There are times, however, when our lives as a whole start to feel less colorful than they once were. Perhaps the boundaries we have drawn around ourselves don't include enough contrast. If you are looking for something new and different, try reaching out through one of the ministries of the church. Don't just attend a program; pray about people who are different from yourselves, and then get involved. Nothing decorates a home like the feeling of gratitude that you have a place to live. Nothing makes one happier at work than remembering what it feels like to not have a job. Don't get involved for yourself, I'm not saying that; but Jesus tells us that we were made for contrast. Love your enemies! Help the poor and needy in distress! If you are the rich man (Matthew 19), and you ask Jesus what you need to do to inherit eternal life, what does he say? Sell it all, and give the money to the poor, and then come, follow. Contrast. Color.
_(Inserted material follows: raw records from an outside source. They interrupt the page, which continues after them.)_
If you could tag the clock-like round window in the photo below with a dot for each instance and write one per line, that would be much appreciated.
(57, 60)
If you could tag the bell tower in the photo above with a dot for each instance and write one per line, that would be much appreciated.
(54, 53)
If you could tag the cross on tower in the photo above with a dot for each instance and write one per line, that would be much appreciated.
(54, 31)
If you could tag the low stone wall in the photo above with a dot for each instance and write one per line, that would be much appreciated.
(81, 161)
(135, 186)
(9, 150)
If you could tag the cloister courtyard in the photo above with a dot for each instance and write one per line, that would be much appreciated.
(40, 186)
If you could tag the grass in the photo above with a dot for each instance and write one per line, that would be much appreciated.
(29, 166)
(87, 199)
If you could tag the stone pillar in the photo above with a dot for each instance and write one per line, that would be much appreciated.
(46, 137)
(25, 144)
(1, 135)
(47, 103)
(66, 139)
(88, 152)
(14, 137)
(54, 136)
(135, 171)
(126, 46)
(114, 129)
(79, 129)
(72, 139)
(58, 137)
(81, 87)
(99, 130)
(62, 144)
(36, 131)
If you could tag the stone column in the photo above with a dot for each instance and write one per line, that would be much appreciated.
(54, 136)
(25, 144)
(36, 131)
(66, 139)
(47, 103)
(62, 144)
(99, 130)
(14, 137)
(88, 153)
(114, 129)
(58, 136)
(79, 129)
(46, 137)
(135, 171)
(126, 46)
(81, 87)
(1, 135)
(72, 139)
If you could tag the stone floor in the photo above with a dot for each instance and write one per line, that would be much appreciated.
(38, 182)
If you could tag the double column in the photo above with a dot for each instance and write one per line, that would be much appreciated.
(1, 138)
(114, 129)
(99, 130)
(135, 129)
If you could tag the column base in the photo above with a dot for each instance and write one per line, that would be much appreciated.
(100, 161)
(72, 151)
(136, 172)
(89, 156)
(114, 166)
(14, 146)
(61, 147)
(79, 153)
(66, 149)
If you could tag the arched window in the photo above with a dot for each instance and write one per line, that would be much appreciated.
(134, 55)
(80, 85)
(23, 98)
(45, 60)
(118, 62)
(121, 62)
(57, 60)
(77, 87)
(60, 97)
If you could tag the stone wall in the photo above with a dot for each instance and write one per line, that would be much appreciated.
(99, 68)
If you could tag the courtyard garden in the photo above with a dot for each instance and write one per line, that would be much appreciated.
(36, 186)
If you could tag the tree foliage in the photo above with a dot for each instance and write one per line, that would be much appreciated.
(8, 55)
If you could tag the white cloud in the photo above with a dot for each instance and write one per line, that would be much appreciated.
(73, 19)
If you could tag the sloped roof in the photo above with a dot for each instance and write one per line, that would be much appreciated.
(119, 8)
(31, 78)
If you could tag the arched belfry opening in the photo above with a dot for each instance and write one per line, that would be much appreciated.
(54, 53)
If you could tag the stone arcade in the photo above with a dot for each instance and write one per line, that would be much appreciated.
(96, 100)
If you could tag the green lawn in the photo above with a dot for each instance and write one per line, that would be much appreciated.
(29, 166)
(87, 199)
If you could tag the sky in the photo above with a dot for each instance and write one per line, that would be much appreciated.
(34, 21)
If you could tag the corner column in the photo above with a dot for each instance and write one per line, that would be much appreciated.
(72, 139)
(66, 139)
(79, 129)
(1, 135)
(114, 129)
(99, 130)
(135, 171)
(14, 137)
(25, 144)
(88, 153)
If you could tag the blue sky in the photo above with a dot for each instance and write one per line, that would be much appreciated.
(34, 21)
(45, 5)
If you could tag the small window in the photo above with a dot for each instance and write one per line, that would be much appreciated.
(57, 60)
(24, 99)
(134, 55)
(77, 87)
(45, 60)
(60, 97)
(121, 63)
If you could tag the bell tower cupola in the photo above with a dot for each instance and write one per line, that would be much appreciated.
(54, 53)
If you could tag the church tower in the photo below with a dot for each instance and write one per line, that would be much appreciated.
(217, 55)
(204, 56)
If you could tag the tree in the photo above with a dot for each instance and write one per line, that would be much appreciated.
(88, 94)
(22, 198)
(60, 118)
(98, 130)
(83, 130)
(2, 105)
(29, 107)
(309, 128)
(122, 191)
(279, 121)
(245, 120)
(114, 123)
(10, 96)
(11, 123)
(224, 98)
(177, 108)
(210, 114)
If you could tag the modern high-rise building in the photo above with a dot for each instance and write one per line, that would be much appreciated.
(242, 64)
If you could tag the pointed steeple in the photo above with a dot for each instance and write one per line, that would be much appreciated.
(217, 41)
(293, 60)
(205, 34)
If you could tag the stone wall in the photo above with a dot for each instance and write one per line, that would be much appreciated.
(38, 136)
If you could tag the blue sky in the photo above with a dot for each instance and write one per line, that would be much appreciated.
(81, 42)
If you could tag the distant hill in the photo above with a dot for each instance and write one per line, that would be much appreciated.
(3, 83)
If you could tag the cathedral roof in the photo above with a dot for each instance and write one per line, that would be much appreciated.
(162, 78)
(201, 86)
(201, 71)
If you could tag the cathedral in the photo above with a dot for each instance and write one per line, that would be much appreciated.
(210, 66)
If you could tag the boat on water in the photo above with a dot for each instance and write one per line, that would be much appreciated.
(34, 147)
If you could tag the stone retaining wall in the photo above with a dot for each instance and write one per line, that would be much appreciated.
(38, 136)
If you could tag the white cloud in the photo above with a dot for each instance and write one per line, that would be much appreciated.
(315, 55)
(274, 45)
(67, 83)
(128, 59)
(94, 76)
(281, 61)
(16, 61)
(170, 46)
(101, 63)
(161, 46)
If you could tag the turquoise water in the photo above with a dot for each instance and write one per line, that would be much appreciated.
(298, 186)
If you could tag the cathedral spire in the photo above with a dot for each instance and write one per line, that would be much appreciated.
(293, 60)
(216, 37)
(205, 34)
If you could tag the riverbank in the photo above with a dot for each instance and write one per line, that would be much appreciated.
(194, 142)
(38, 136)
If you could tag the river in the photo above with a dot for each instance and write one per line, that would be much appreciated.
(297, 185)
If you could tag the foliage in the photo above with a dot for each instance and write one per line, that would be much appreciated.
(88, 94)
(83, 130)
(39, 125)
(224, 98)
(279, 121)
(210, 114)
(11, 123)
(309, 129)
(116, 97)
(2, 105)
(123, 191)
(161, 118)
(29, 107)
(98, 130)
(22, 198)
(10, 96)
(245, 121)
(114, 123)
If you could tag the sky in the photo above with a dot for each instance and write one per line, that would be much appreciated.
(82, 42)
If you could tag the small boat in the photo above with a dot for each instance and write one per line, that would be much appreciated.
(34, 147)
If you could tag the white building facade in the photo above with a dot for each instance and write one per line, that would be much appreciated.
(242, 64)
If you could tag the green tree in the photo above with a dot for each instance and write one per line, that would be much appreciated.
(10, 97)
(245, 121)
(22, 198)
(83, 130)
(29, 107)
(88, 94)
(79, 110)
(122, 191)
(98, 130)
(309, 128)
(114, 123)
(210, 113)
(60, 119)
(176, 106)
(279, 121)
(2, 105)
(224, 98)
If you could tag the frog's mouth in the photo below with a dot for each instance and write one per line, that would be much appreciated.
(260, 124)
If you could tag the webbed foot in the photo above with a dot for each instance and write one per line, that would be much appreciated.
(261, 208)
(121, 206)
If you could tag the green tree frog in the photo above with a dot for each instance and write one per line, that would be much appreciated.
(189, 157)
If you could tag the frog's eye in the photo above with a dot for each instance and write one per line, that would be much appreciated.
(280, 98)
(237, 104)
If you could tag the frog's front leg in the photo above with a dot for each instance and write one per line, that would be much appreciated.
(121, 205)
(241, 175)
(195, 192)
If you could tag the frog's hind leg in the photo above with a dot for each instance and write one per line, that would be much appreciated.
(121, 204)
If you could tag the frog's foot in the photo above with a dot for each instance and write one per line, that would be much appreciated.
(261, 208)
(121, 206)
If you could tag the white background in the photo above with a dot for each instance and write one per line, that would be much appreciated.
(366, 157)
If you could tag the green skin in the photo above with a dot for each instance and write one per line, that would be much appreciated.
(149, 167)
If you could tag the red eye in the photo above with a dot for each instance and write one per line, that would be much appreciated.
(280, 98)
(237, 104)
Life.
The Hospicare worker says, "Life feels more real when I sit beside those who are dying." Vasarely tells me, "Colors are their most vibrant when they are next to their opposites." Jesus says, "The first shall be last, and the last shall be first;" and, "the one who believes in me, even though they die, shall live." What, then, should we say? Where shall we find the richness of life?
Try something new, and good. Put yourself in an unfamiliar place. Sit beside the colors of another's life, and pray there... and you may find new color in your own.